Amerie - "żart" Twojego M. absolutnie w stylu mojego ... on prawie codziennie mnie takim czymś uraczy, nazywa mnie hipcią albo czymś podobnym tylko nigdy nie wie co go za to spotka - czy się zacznę śmiać czy go zwymyślam i się popłaczę :-) no ale on miał tak zawsze i jak jestem w ciąży to się po prostu nie zmienił ... absolutny brak instynktu samozachowawczego :-)

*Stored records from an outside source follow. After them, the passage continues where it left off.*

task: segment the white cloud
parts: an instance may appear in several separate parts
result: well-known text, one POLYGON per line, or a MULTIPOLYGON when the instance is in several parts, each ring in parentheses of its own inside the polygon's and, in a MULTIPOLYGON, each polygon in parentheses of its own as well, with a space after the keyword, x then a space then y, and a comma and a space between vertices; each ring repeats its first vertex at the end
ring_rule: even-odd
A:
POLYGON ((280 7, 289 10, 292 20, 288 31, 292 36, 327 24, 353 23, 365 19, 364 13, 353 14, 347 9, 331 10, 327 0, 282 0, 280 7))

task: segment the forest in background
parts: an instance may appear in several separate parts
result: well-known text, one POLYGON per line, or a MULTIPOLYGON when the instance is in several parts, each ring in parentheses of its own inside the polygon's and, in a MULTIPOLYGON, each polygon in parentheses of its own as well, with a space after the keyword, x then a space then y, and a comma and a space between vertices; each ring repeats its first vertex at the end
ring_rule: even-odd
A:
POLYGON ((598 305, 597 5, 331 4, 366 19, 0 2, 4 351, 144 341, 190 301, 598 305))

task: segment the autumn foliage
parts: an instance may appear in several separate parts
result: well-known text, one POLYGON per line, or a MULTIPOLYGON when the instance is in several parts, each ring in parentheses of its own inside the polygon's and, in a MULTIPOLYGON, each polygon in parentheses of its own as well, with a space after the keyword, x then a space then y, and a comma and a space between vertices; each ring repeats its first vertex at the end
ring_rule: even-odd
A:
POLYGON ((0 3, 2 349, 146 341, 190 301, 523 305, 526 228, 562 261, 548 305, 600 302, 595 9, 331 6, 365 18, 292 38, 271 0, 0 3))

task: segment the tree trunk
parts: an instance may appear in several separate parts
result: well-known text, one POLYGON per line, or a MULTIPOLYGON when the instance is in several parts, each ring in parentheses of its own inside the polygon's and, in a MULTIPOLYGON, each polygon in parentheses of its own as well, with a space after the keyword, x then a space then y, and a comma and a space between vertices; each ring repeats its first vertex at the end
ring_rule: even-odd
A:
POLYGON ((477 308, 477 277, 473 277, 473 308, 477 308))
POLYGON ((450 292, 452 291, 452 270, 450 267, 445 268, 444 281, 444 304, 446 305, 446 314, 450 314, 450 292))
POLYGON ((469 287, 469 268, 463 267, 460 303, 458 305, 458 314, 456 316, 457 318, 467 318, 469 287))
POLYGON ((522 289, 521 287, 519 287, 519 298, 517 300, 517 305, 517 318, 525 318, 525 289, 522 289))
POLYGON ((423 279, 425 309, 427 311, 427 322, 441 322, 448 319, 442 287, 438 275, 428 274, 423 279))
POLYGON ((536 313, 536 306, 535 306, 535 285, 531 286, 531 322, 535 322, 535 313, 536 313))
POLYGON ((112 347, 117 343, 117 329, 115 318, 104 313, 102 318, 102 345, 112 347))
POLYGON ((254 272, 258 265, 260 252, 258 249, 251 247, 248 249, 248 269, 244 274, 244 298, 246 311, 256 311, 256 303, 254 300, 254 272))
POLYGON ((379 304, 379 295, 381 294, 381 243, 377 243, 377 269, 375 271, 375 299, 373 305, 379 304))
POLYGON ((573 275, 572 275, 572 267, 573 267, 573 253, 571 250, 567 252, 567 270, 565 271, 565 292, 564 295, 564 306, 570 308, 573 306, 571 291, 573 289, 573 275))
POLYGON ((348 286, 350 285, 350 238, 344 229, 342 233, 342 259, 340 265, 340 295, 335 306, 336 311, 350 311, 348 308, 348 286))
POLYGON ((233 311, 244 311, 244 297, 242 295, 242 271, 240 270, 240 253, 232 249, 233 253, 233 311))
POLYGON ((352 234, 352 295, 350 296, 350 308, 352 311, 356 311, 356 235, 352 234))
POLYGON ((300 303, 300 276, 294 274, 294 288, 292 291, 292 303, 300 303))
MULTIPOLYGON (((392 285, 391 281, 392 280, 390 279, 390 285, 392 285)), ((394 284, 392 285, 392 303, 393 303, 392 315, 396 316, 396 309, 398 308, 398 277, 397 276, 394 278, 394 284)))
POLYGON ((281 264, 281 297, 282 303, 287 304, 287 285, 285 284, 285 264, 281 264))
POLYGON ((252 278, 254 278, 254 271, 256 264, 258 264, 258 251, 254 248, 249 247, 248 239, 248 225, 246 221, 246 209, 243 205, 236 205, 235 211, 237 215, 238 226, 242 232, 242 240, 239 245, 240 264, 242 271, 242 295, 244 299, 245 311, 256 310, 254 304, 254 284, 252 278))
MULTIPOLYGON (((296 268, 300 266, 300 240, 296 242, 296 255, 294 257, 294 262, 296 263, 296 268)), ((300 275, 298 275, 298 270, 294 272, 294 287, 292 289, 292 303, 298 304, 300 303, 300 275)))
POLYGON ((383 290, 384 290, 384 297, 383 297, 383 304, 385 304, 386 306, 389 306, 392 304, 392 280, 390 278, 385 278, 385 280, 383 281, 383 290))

no i miłego dnia :-) u nas dzisiaj ładne słoneczko więc od razu humorek w górę :-)
 
Ostatnia edycja:
Hej dziewczynki :)
U nas dziś trochę lepiej, mała na razie nie ma gorączki więc mi jest już lżej :)
A ja tam lubię poczucie mojego męża już się przyzwyczaiłam, może to głupio zabrzmi , ale facetów też trzeba trochę zrozumieć, dla nich to też nowa rzeczywistość, a próbują Was jakoś pocieszać i rozśmieszać, dajcie im szanse.
a ja już bardzo tęsknie żeby moje Kochanie nazwało mnie wielorybkiem, po prostu i tak wiem że to z miłości :-D

Pozdrawiam i miłego dnia
 
Witam!
Dopiero po 9,a Wy naskrobałyście już tyle :) Spać nie umiecie czy co ??? :D
U nas też w nocy ciężko,duszno jakoś,dysze jak stary parowóz,obracanie z boku na bok to masakra jakaś,wydaje dźwięki jak tenisistka na korcie :D:D:D M.się zrywa za każdym razem i pyta co się dzieje? Nic nic Kochanie,obracam się tylko. Aha :D:D:D
 
Mnie już też ciężko wstawać z łózka w nocy do sikania. Jak wstaję to coś w kości łonowej mi strzela. Masakra... Mam pytanie czy wasze dzieci dużo się ruszają w brzuszkubo ja mam wrażenie, ze moje już mniej niż kiedyś i że więcej śpi niż kopie. Jak to jest u was???
 
reklama
za to moja mama jak mnie widzi to mi mówi "cześć grubasie" a sama grubsza ode mnie ..... :)

U mnie w rodzinie jeszcze mi nikt nie pojechał z takim tekstem, ale od wielu znajomych, czy w pracy, a nawet od rodziny męża również słyszałam takie powitania. Nie wiem, może ja jestem jakaś nie teges, ale mnie by do głowy nie wpadło się tak odezwać do ciężarnej i to nawet wtedy kiedy sama o ciąży jeszcze nie myślałam. Dla mnie to tak, jakby kalekiego witać "cześć jednokopytny", albo coś w tym stylu.
Chociaż... W mojej rodzinie od kilku osób usłyszałam: a czego się tak obżarłaś?